Picking up pre-drop domains is a great way to start new sites with both traffic and search legacies. One of the issues that many buyers discover is that the old site is no longer cached — Google et. al. have picked up the parking page — and the site isn’t indexed in Archive.org.
Whenever buying a previously-used domain you want to check the background and history of past sites that domain hosted. Picking up the wrong domains can lead to painful loses, and while serious spam is usually easy to spot (check for massive link footprints from spam sites), sometimes light search engine infringements are difficult to spot with third party tools. This is compounded when the domain now points to a parking lot.
Something Most People Overlook
For various reasons webmasters rarely buy domains and hosting at the same time. Modern hosting allows users to host multiple sites, so you just buy another domain and add it to your current hosting. Many webmasters also own multiple domains/sites, so hosting is usually maintained for those other sites.
So when a webmaster fails to renew a domain they rarely delete the hosting account for that domain. The registrar will normally override the owner’s DNS settings to point requests to a parking page once the domain reaches redemption.
Here’s the trick If you can find the host server IP you can quickly access the old site to review the content.
You can use a paid service like DomainTools to view historic DNS settings, or you can go the cheapskate route and simply search Google:
If you drop in your target domain (instead of “%domain.tld%”) and the term “DNS” you’ll likely get a SERP full of pages from various domain info sites. Assuming your target domain was active within the previous weeks/months you should be able to find the IP address of the host machine. You can also use Google’s caches of these domain info pages to see older info (Google wont crawl many of these sites as regularly).
Once you’ve got the IP the rest is simple. If you’re on a Windows machine you simply need to find and edit the “hosts” file (usually found in C:\Windows\System32\drivers\etc\). Once you find this file you need to add a new line:
# Copyright (c) 1993-2009 Microsoft Corp.
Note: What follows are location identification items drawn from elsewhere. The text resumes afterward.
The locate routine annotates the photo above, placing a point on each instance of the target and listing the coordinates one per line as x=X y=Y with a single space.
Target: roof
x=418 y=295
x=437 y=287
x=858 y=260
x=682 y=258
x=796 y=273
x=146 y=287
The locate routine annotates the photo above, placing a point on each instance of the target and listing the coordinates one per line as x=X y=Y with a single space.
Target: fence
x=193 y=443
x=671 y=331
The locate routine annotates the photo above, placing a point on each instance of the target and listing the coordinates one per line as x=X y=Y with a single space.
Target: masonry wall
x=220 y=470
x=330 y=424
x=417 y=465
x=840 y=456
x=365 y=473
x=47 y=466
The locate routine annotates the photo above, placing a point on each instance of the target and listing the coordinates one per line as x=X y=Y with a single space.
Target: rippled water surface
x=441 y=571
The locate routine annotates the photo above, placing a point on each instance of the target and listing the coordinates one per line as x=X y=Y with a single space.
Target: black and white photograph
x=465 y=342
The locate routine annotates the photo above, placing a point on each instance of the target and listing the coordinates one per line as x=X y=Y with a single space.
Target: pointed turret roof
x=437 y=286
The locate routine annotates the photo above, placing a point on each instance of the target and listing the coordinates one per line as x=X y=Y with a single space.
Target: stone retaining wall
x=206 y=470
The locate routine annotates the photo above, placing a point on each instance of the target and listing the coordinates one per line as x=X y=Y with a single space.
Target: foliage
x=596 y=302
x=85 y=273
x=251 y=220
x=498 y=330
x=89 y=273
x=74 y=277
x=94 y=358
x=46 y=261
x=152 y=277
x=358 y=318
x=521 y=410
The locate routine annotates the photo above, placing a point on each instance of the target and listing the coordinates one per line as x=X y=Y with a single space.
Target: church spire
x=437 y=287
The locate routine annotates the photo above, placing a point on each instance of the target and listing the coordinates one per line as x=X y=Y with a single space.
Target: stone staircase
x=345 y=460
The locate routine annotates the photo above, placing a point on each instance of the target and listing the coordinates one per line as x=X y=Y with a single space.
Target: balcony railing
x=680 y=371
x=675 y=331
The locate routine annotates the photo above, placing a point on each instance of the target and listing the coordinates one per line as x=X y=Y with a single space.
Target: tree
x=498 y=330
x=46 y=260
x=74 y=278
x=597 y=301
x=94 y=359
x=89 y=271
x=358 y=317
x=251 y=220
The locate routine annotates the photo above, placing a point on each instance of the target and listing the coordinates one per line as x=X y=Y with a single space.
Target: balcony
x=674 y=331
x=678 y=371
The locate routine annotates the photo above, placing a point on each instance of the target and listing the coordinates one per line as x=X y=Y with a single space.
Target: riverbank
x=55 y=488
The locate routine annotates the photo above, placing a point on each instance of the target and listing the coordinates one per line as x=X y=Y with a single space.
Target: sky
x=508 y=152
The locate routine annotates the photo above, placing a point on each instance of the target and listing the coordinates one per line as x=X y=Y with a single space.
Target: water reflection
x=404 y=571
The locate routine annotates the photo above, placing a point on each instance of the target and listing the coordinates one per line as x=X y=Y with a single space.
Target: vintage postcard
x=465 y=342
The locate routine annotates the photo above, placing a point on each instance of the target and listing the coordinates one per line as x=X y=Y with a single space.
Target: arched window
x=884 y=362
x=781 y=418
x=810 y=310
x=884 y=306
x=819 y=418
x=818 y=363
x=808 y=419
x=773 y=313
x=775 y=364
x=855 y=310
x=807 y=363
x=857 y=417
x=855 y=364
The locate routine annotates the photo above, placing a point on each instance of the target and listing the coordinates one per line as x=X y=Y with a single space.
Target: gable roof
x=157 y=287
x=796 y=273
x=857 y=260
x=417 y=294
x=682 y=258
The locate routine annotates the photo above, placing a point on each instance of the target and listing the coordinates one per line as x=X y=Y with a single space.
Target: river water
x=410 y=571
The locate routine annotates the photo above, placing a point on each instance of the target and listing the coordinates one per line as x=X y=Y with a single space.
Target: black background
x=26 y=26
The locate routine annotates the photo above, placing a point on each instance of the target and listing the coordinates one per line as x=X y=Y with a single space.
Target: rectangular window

# This is a sample HOSTS file used by Microsoft TCP/IP for Windows.
# This file contains the mappings of IP addresses to host names. Each
# entry should be kept on an individual line. The IP address should
# be placed in the first column followed by the corresponding host name.
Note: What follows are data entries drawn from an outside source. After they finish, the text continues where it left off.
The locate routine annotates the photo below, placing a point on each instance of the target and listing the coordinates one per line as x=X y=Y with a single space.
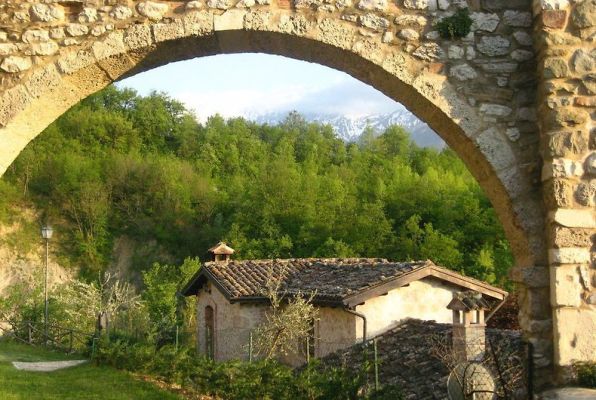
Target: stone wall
x=479 y=93
x=565 y=33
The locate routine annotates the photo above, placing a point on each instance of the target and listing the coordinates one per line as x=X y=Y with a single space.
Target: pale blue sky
x=249 y=84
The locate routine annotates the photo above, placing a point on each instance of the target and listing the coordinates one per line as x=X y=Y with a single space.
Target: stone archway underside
x=479 y=93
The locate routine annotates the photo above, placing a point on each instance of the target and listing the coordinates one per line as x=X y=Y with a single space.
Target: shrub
x=456 y=26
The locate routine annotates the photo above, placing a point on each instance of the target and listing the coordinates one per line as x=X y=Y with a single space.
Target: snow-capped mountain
x=350 y=128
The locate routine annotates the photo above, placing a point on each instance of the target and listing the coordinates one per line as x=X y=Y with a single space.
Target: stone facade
x=336 y=329
x=515 y=99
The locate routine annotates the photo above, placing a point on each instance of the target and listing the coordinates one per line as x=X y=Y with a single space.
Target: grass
x=85 y=382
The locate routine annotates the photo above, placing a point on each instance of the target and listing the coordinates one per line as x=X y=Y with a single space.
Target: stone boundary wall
x=516 y=91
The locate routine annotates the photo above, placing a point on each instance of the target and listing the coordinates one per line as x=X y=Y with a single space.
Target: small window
x=209 y=332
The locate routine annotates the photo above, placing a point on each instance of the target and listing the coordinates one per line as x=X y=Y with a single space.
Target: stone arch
x=479 y=93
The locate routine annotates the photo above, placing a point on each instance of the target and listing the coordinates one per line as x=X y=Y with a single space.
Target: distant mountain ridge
x=350 y=128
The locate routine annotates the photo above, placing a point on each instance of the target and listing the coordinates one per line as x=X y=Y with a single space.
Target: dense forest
x=120 y=164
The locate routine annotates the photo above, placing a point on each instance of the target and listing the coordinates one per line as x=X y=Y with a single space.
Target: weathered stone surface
x=46 y=13
x=44 y=49
x=517 y=18
x=566 y=144
x=575 y=334
x=522 y=55
x=429 y=52
x=495 y=109
x=584 y=15
x=567 y=237
x=494 y=45
x=370 y=5
x=35 y=35
x=590 y=165
x=408 y=19
x=374 y=22
x=571 y=218
x=152 y=10
x=577 y=255
x=569 y=393
x=555 y=19
x=455 y=52
x=585 y=194
x=121 y=12
x=583 y=62
x=14 y=64
x=523 y=38
x=409 y=34
x=171 y=31
x=463 y=72
x=88 y=15
x=568 y=290
x=487 y=22
x=77 y=29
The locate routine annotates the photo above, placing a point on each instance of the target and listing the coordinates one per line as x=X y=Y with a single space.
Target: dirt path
x=46 y=366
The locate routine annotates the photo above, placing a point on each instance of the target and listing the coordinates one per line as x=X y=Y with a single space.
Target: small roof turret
x=468 y=301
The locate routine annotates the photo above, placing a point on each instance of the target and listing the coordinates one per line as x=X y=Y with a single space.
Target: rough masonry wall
x=233 y=324
x=566 y=37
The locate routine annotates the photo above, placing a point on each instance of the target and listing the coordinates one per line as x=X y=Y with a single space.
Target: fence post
x=250 y=348
x=376 y=364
# The IP address and the host name should be separated by at least one
# Additionally, comments (such as these) may be inserted on individual
# lines or following the machine name denoted by a '#' symbol.
# For example:
# 188.8.131.52 rhino.acme.com # source server
# 184.108.40.206 x.acme.com # x client host
# localhost name resolution is handled within DNS itself.
# 127.0.0.1 localhost
# ::1 localhost
127.0.0.1 localhost127.0.0.1 localhost
- “xxx.xxx.xxx.xxx” for host server IP address, followed by a single tab
- “www.domain.tld” for the target domain
Save the file, and the next time you access “www.domain.tld” from that machine the hosts file will override the DNS lookup. If you have the right server IP up should pop your target site. You’ll be bale to navigate around the site as if it were still live, and take a mirror for your records.
Maintaining Order – Making The Most Of Legacy Content
The reason you should mirror the old site is two-fold. If the domain receives traffic from links you will want to maintain or redirect the original architecture to retain the juice from those legacy deeplinks. You also want to ensure that visitors landing on your new pages receive relevant content, so knowing what was there historically is very useful.
It certainly beats the heck out of Archive.org!